南海名中有水,此水所指的是雨水,南海常年雨季,境内常萦绕着一层薄雾,产生的灵气亦是湿润无比,吸纳灵气比其他境总要费劲许多。南海的祖先们认为这些都是自然的馈赠,久而久之,便分散成了不同信仰的族落。如今,灵气旺盛的东面由主心部落占据,西面的部落多以凡人为居。

“听闻两百年前东西本是一家,但由于上一任州主妻儿之死,大巫将东西分营,当时势力最强的几支迁到了东面,西面的部落多年争斗,仙者近乎死绝,凡人也就成了主心骨。”说话的人是一名身着火纹白袍的女子,她手中提着寻魂盏,罩中幽蓝色的光染上林野绿意。

此人是萧敖的监护者隗嘉。

南海境不喜外人擅入,为表诚意,东西两名质子只携带了自己的监护者,唯有贾想身侧还缀了一个没有灵力波动的祝千龄。

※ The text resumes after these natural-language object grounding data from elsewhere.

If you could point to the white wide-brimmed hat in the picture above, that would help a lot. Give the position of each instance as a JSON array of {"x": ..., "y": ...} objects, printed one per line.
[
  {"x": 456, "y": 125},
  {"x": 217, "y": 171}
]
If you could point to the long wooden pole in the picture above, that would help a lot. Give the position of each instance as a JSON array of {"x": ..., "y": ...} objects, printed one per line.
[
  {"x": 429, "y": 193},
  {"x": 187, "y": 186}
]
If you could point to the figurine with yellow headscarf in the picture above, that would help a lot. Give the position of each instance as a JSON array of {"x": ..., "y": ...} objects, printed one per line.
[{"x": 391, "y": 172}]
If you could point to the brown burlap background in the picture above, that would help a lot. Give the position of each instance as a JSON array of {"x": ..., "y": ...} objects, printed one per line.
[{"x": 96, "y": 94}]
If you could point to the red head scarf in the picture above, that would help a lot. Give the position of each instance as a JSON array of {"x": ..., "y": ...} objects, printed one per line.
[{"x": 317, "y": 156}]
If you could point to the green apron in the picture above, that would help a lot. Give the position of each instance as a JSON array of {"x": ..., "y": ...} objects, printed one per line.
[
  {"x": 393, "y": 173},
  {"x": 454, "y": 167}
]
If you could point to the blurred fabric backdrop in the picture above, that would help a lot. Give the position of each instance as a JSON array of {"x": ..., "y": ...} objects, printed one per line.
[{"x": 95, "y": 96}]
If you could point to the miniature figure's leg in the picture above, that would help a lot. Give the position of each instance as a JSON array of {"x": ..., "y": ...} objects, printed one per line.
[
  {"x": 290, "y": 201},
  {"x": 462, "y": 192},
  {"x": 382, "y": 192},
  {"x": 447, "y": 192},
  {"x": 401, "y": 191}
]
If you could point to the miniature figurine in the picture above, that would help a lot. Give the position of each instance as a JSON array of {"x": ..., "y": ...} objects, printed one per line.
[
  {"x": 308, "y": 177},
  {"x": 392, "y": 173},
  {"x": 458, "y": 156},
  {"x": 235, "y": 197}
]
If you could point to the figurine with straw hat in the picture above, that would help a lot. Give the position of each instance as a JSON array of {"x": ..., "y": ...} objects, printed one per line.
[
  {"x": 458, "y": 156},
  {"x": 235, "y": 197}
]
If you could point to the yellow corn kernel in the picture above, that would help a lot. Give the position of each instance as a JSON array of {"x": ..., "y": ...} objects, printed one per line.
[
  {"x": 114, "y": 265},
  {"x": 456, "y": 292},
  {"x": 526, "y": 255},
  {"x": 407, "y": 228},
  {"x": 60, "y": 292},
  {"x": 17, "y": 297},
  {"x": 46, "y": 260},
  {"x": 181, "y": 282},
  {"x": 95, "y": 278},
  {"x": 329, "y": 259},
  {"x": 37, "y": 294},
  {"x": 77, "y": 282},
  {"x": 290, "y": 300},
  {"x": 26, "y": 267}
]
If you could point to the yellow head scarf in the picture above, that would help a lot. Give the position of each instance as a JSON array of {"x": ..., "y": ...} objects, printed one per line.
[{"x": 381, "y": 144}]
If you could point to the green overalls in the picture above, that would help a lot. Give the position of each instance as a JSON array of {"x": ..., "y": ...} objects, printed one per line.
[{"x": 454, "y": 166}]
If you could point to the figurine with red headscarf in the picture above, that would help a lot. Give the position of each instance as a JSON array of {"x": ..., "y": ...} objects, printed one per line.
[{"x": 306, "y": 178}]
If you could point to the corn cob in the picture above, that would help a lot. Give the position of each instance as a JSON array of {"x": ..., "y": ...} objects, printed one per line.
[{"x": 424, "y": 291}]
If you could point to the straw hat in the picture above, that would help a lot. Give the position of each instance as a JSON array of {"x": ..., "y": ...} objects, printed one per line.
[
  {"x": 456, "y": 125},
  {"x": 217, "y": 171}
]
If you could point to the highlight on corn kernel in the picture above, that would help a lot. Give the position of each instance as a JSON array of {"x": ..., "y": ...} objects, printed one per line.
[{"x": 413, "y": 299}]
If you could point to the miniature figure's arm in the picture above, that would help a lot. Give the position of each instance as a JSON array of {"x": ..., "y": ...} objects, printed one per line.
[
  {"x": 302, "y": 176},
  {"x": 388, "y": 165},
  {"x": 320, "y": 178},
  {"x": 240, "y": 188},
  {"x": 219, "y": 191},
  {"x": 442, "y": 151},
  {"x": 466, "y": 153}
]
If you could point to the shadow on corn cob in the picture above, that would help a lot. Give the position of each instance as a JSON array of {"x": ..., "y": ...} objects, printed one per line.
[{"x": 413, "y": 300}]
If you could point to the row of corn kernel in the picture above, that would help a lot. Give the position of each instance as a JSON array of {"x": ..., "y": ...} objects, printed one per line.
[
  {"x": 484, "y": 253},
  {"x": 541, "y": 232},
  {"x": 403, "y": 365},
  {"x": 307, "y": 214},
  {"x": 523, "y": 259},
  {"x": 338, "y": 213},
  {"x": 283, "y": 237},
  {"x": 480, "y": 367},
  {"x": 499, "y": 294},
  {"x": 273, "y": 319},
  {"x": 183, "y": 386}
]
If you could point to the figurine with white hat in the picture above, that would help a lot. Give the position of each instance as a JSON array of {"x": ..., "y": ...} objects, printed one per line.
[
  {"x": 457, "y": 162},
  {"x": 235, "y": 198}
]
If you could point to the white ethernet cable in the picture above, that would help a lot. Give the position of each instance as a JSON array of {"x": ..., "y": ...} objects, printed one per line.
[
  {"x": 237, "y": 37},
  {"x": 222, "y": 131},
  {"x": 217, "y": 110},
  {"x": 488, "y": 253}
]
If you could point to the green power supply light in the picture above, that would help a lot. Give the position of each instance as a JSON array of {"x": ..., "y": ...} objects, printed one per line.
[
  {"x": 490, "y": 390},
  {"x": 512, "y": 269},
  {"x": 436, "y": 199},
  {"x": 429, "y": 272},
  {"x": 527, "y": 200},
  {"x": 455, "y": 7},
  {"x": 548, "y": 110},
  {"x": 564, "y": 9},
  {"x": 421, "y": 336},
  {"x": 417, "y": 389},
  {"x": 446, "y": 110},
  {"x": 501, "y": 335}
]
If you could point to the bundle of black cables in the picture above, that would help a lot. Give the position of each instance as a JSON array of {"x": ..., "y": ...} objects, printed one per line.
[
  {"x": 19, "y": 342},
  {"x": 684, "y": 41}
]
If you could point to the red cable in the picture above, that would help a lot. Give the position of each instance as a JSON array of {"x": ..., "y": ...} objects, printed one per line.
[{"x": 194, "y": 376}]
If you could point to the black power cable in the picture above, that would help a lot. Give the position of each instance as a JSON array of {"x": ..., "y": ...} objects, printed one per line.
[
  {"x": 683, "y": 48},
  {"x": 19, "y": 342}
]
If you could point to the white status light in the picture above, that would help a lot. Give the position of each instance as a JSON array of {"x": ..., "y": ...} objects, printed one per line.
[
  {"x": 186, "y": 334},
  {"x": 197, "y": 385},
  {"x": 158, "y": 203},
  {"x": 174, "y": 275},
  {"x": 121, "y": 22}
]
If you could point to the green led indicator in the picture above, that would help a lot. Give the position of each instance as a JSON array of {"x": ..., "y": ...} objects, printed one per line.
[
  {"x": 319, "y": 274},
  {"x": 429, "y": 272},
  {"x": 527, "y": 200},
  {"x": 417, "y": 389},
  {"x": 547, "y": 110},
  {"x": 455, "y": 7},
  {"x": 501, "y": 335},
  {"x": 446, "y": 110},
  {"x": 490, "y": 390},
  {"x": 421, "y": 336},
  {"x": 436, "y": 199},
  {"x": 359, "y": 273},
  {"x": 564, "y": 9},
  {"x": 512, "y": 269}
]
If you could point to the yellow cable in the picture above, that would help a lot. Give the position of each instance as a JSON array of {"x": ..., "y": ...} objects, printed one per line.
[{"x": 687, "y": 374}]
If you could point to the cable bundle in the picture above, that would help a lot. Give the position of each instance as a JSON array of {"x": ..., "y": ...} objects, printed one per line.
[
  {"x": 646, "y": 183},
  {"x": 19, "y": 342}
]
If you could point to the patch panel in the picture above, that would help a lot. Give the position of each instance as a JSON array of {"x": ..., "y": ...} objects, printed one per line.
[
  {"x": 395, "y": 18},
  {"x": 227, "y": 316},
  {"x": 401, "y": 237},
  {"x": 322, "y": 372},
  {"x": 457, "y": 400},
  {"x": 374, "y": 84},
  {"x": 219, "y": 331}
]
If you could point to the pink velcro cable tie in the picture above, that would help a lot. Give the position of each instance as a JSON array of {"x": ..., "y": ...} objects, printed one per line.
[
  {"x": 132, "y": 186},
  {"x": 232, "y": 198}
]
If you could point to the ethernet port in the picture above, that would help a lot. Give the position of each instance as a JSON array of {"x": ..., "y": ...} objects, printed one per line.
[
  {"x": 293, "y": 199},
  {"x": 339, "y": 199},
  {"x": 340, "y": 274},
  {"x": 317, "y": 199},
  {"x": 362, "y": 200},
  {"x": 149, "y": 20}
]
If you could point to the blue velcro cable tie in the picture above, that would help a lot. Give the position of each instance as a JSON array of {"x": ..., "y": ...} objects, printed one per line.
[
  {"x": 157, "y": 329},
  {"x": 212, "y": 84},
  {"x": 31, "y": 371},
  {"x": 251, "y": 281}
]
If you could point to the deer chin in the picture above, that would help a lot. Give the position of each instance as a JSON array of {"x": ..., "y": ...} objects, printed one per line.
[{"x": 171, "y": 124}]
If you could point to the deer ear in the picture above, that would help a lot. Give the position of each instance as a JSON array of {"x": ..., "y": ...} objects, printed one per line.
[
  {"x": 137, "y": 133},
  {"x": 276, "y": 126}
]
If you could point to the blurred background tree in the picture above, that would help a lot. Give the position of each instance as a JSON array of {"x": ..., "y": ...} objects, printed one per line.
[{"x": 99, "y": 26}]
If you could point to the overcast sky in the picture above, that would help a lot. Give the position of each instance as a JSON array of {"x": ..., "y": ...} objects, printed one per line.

然而令萧敖最为不满的是,贾想作为他们当中道行最高的一员,体力还不如身边带的祝千龄,一个稚子都能比他多蹦跶两步。

萧敖阴阳怪气道:“久闻公子想自小锦衣裕秀,束发也需人打理,今日一见果真名不虚传。”

贾想慢吞吞地缀在队伍尾巴,与前人隔了三寸有余,闻言也只是转头瞥了萧敖一眼,又将目光投入到周遭的乔木中,赤晃晃地无视了萧敖的讽刺。

态度之冷漠,足以挑起萧敖的怒火。

他估计是憋了一肚子的怨气,新仇旧恨交织,瞬间就点燃了萧敖舌尖压着的炮仗。

西沙质子咎语山可不惯着他,她一脚往萧敖的大腿踹过去,将对方踢得瞒珊几步,险些跌入身畔的汩汩溪水中。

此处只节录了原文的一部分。